Ainda consigo me lembrar perfeitamente de como tudo aconteceu. rápido e doloroso.

13 de outubro de 2016

— Vó, não precisa se preocupar tanto, vai ser uma viajem rápida. — Disse enquanto selava rapidamente a testa de Mirae, que me olhou com certa aflição. — Eu vou tomar cuidado, eu prometo.

— Tudo bem. Divirta-se, meu pequeno.

Me despeço com um abraço apertado da mais velha e vou em direção ao carro cheio em seguida. Se eu soubesse que aquela seria a última vez que veria o seu rosto enrugado, eu teria a apreciado mais.
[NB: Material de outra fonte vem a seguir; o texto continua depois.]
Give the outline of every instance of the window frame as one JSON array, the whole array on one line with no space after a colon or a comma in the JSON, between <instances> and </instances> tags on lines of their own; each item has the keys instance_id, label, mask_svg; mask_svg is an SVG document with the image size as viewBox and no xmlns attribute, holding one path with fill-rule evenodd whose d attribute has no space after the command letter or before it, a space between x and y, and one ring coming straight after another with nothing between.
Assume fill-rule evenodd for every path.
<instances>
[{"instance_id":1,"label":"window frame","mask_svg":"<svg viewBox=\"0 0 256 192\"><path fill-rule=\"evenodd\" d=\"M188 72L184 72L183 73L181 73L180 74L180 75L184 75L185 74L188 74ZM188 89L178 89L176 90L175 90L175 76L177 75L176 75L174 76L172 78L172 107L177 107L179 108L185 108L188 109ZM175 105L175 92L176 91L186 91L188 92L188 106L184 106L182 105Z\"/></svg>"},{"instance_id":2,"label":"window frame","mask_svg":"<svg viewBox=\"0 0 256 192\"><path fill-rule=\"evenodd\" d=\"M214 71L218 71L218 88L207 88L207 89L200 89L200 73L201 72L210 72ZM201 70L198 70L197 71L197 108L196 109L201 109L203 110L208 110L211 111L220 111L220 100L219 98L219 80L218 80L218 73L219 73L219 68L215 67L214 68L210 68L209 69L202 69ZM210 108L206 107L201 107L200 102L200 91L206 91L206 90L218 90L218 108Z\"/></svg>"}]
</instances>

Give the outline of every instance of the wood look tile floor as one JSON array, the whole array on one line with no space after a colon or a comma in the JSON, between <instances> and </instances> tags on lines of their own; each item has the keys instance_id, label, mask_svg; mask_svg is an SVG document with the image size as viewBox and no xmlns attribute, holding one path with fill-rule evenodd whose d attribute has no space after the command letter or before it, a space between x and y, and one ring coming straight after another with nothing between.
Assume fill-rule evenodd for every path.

— Uma tempestade e tanto, você não acha? — Hoseok disse assim que me sentei no banco do Nissan branco.

— Bom, um pouco de aventura não deve ser nada demais. — Jennie o respondeu brevemente enquanto ajustava suas ondas castanhas em um pequeno espelho que Jongin segurava no banco de trás. — Gosto da chuva.

— Eu concordo, apenas vá devagar. — Taehyung complementou, dando leves tapinhas no braço do namorado que nos guiava pela pista escura. — Eu não vejo a hora de escutar Reflections ao vivo, puta merda.

Taehyung estava completamente eufórico naquela noite, afinal, estávamos indo em um show de The Neighbourhood que caiu justamente no dia do meu aniversário, isso era incrível! Eu achava que aquele seria o melhor aniversário da minha vida, e ele realmente seria, se não tivéssemos sofrido uma colisão contra um carro que era dirigido irresponsavelmente por um alcoolizado.

Foi tudo muito rápido. Lembro de estar conversando com Jennie sobre qual seria nossa próxima cor de cabelo. Ela disse que o preto ficaria divino em mim e eu quase acreditei. Taehyung estava cantando uma de suas músicas favoritas com um sorriso enorme no rosto e Hoseok o acompanhava baixinho, trocando olhares com o mesmo pelo pequeno retrovisor.

Jongin estava era o mais calmo no momento, já que ele apenas acompanhava minhas conversas com Jennie e opinava sobre algo vez ou outra. Lembro de ouvi-lo dizer que Jennie estava incrivelmente bonita com aquela calça branca que outrora estaria suja de um tom carmesim. Foi ele que viu o carro desgovernado primeiro, foi ele que se jogou em cima de Jennie primeiro, foi ele que morreu primeiro.

Eu não me lembro de mais nada a não ser os gritos de Taehyung, Jennie aos prantos e da sirene ensurdecedora da ambulância. Senti meu corpo sendo levado e lembro-me de dar um suspiro longo antes de apagar completamente.

Depois já acordei no hospital, sem conseguir abrir os olhos, ouvindo vozes provavelmente ao redor da maca onde estava. Uma voz dizia para alguém que meus nervos ópticos haviam sido totalmente comprometidos com o trauma que sofri na cabeça, e foi naquele momento em que percebi que havia perdido completamente a visão.

Senti a dor rasgar minha garganta e fui rapidamente consolado por uma voz feminina familiar que chorava igualmente, Mirae.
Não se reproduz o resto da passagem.